Hormones, yes. If you ask the doctors, they would stubbornly maintain that the uterus is not a hormonal organ. It is in the ovaries that the woman’s hormones exist. Which is exactly correct. However, I would say that the uterus is a larger supporter of the ovaries than you might think.

Without a uterus, I was rather clueless. I didn’t know where in the menstrual cycle I was, nor was I affected by it. With a uterus however, it was something completely else. Sore breasts, swelling, irritation, fatigue, cravings and depression fluctuated faster in the body than I could keep up with. Classic symptoms of PMS that should technically occur even without the uterus, were suddenly v e r y tangible. Anxiety and other mood changes were experienced both stronger and more intensely. My sweet clueless life had been changed to a long roller coaster of tricky hormonal conditions. If the ovaries were to be described as two speakers, the uterus appears to be a powerful enhancer.

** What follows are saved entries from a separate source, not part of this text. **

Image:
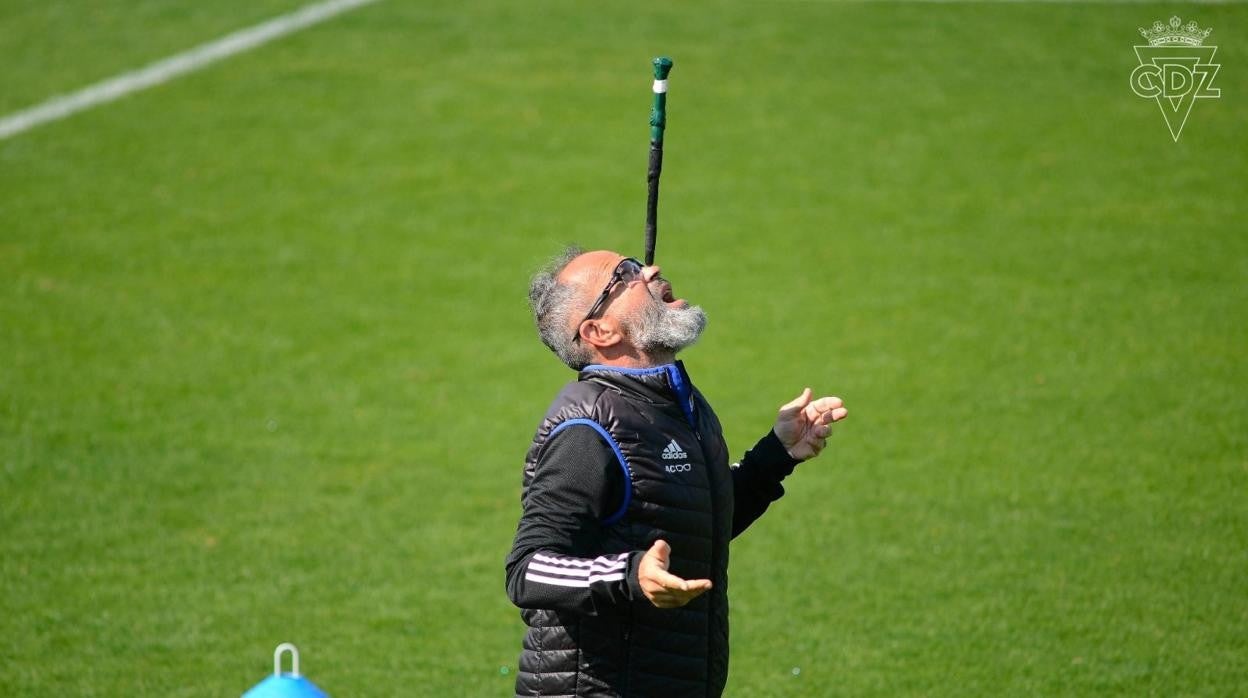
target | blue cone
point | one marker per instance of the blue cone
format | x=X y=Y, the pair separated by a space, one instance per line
x=285 y=686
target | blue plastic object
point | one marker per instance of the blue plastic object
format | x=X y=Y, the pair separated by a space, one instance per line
x=282 y=684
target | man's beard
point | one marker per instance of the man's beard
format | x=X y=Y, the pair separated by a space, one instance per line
x=663 y=329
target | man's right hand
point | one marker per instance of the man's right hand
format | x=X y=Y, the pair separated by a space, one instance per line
x=665 y=589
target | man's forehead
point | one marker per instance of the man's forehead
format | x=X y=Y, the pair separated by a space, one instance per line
x=590 y=265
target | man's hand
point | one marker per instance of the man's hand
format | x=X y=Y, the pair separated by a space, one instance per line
x=665 y=589
x=804 y=426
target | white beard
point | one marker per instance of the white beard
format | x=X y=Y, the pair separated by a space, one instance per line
x=665 y=329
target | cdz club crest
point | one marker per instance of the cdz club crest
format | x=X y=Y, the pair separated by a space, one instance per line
x=1176 y=69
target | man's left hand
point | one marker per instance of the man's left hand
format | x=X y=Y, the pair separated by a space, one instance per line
x=804 y=425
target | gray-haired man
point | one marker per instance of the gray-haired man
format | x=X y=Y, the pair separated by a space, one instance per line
x=620 y=556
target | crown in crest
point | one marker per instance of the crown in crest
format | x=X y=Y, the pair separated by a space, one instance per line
x=1174 y=34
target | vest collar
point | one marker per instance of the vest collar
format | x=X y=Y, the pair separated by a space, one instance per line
x=668 y=382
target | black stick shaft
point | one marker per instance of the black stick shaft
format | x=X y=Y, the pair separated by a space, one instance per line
x=652 y=200
x=658 y=122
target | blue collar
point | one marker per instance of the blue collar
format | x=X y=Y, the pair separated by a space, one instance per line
x=670 y=376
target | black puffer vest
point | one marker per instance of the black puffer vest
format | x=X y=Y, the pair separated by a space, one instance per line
x=679 y=490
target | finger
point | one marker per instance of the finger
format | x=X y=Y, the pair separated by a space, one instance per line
x=829 y=402
x=669 y=581
x=698 y=586
x=662 y=552
x=796 y=403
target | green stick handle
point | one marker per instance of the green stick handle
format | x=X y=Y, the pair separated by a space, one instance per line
x=658 y=122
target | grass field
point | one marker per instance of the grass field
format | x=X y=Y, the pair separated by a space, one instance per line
x=267 y=372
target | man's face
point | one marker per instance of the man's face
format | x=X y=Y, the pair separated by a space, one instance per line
x=642 y=307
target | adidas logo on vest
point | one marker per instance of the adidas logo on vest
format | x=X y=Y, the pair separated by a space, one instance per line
x=673 y=452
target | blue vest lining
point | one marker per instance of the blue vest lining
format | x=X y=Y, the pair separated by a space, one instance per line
x=628 y=477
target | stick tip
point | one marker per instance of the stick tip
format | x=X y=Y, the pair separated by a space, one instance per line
x=662 y=68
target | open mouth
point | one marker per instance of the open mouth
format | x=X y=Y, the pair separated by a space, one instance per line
x=667 y=295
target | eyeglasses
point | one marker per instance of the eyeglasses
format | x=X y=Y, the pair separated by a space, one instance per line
x=627 y=271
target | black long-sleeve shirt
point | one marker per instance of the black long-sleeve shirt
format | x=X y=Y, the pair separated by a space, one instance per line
x=557 y=560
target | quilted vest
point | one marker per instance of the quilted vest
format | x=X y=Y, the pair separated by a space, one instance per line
x=679 y=490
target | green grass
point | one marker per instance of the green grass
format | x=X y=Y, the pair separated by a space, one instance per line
x=266 y=370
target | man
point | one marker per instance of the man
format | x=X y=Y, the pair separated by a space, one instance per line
x=620 y=556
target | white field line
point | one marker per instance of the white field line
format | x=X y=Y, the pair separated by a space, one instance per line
x=174 y=66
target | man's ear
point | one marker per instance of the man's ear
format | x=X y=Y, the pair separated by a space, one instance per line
x=602 y=332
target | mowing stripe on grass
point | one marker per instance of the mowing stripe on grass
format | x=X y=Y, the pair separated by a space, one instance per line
x=174 y=66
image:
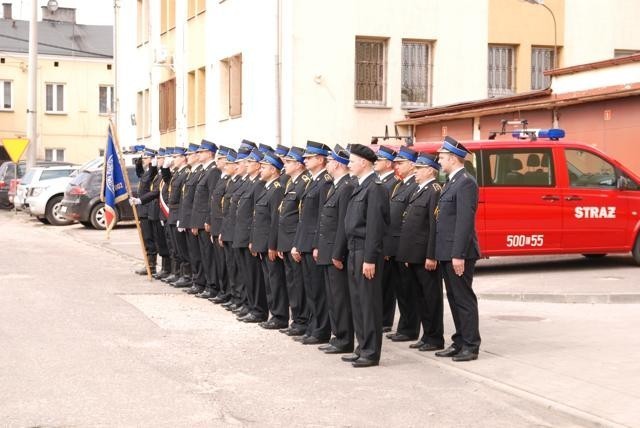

After removing the uterus a second time, I can say that I overall feel much better without the uterus. In the past, I could, in between ovulation, PMS and menstruation, at the most have 4-5 good solid days per month. Now they are considerably more. The body no longer feels like a hormonal yo-yo. I am not a doctor, but for me it feels like you could help substantially women with difficult PMS problems – just by removing the uterus.

4. It did certainly express kicks

For a long time, the majority of the team believed that with a transplanted uterus, we could not feel pain, let alone kicks and contractions. They were wrong. Despite cut veins and cut nerve fibers, the uterus found a way to still express what it experienced. I felt when the gynecologist snipped a little bit wrong in the os uteri for the tissue samples. I sure felt every time the IVF doctor inserted the instruments to place the embryos in the uterus. And each time the doctors were equally amazed.

I knew my kids long before they came out. I felt their first kicks, their hiccups and other small movements and peculiarities that are still typical of them. I’m pretty sure I felt contractions at the end of pregnancy. I just did not know that it was in fact, the contractions I felt. Because the doctors were so confident that I would not feel anything, no one thought of asking or informing me about them.